The reputation which Domenichino had justly acquired at Rome had excited the jealousy of some of his cotemporaries, and the applause bestowed upon his Communion of St. Jerome, only served to increase it. The Cav. Lanfranco in particular, one of his most inveterate enemies, asserted that the Communion of St. Jerome was little more than a copy of the same subject by Agostino Caracci, at the Certosa at Bologna, and he employed Perrier, one of his pupils, to make an etching from the picture by Agostino. But this stratagem, instead of confirming the plagiarism, discovered the calumny, as it proved that there was no more resemblance between the two works than must necessarily result in two artists treating the same subject, and that every essential part, and all that was admired was entirely his own. If it had been possible for modest merit to have repelled the shafts of slander, the work which he executed immediately afterwards in the church of S. Lodovico, representing the life of St. Cecilia, would have silenced the attacks of envy and malevolence; but they only tended to increase the alarm of his competitors, and excite them to redoubled injustice and malignity. Disgusted with these continued cabals, Domenichino quitted Rome, and returned to Bologna, where he resided several years in the quiet practice of his profession, and executed some of his most admired works, particularly the Martyrdom of St. Agnes for the church of that Saint, and the Madonna del Rosario, both of which were engraved by Gerard Audran, and taken to Paris and placed in the Louvre by order of Napoleon. The fame of Domenichino was now so well established that intrigue and malice could not suppress it, and Pope Gregory XV. invited him back to Rome, and appointed him principal painter, and architect to the pontifical palace.

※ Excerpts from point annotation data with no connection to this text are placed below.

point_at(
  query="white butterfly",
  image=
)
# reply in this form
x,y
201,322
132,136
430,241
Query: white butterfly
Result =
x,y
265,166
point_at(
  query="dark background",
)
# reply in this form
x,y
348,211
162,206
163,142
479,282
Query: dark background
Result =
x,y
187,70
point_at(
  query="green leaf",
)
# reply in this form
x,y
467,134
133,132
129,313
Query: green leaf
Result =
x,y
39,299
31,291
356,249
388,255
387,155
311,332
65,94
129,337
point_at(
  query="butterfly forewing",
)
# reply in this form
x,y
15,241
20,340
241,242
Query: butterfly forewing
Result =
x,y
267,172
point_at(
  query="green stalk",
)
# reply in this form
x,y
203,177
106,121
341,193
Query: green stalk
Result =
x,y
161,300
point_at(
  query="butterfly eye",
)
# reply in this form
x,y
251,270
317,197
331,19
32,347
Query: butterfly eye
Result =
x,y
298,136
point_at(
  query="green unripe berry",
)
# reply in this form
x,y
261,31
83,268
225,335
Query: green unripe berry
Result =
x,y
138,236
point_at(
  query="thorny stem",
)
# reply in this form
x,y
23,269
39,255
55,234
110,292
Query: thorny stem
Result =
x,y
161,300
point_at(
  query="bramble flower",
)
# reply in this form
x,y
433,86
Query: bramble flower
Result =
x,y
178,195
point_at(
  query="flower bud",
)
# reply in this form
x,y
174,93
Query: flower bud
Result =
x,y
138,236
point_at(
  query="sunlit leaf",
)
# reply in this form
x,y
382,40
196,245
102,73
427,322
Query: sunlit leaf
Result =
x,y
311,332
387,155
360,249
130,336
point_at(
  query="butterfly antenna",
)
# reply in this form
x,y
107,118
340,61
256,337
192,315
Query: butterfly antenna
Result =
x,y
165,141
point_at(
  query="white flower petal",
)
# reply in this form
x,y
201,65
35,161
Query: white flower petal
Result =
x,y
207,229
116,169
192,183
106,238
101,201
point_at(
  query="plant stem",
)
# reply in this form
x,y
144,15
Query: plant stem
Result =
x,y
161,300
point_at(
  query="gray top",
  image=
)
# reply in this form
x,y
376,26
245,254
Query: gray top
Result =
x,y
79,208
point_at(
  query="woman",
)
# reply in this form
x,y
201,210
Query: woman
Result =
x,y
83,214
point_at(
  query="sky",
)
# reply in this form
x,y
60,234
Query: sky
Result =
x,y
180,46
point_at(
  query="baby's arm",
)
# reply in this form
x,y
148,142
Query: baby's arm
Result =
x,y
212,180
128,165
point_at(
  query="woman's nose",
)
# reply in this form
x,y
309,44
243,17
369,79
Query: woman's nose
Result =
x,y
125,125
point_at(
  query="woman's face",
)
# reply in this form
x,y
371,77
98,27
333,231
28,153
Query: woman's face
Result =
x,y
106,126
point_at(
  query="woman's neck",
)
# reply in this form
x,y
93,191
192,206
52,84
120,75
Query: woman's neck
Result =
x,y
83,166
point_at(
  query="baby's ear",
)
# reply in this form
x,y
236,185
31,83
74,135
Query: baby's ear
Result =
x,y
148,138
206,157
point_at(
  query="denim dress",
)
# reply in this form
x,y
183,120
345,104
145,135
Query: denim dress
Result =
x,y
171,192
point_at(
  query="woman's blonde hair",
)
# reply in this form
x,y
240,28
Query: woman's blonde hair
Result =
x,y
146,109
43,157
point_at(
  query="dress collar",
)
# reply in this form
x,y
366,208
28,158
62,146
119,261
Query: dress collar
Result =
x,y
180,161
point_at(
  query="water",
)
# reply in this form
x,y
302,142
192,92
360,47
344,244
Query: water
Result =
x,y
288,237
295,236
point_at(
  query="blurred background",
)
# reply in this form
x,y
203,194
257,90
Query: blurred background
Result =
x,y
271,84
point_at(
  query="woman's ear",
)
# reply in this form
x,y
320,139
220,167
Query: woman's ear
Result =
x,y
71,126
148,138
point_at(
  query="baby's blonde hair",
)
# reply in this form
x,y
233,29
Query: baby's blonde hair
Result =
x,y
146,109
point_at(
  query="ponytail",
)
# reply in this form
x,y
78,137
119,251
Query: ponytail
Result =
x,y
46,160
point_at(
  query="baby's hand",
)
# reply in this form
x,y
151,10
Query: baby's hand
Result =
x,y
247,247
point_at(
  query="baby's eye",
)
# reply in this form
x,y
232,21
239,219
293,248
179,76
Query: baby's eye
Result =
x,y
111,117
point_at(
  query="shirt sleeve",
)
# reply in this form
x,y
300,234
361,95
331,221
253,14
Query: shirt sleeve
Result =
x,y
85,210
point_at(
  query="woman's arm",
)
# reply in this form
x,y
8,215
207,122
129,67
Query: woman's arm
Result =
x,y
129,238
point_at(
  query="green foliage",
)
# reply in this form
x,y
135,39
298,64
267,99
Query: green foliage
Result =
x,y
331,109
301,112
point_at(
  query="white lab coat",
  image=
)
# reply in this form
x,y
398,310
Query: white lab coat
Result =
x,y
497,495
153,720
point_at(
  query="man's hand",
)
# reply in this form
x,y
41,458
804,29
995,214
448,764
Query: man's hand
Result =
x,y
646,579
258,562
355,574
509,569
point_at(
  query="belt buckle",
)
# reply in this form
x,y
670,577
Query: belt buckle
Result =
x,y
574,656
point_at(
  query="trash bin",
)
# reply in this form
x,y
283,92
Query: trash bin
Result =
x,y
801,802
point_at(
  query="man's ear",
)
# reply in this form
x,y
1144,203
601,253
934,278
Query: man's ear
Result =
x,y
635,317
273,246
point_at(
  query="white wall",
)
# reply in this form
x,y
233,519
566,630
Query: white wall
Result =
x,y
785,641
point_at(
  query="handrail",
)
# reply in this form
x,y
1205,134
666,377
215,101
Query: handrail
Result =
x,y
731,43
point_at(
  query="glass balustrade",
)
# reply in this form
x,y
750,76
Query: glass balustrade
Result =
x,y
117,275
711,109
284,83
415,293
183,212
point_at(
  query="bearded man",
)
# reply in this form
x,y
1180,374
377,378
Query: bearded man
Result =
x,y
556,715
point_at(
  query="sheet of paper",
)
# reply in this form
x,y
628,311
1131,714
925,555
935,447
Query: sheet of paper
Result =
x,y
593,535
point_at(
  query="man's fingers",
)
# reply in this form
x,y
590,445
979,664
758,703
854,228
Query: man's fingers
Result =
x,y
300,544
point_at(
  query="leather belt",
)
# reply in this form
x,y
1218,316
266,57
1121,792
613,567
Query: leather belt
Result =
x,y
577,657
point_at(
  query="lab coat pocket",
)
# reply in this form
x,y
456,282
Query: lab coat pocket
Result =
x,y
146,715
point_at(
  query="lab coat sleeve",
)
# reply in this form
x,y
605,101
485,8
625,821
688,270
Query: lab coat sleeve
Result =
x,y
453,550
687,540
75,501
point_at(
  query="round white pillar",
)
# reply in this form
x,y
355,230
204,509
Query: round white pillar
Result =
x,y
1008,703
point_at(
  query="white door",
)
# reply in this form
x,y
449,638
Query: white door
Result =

DECISION OF POSTERITY ON THE MERITS OF DOMENICHINO.
"The public," says Lanzi, "is an equitable judge; but a good cause is not always sufficient without the advantage of many voices to sustain it. Domenichino, timid, retiring, and master of few pupils, was destitute of a party equal to his cause. He was constrained to yield to the crowd that trampled upon him, thus verifying the prediction of Monsignore Agucchi, that his merits would never be rightly appreciated during his life-time. The spirit of party having passed away, impartial posterity has rendered him justice; nor is there a royal gallery but confesses an ambition to possess his works. His figure pieces are in the highest esteem, and command enormous prices."
PROOF OF THE MERITS OF DOMENICHINO.
No better proof of the exalted merits of Domenichino can be desired, than the fact that upwards of fifty of his works have been engraved by the most renowned engravers, as Gerard Audran, Raffaelle Morghen, Sir Robert Strange, C. F. von Muller, and other illustrious artists; many of these also have been frequently repeated.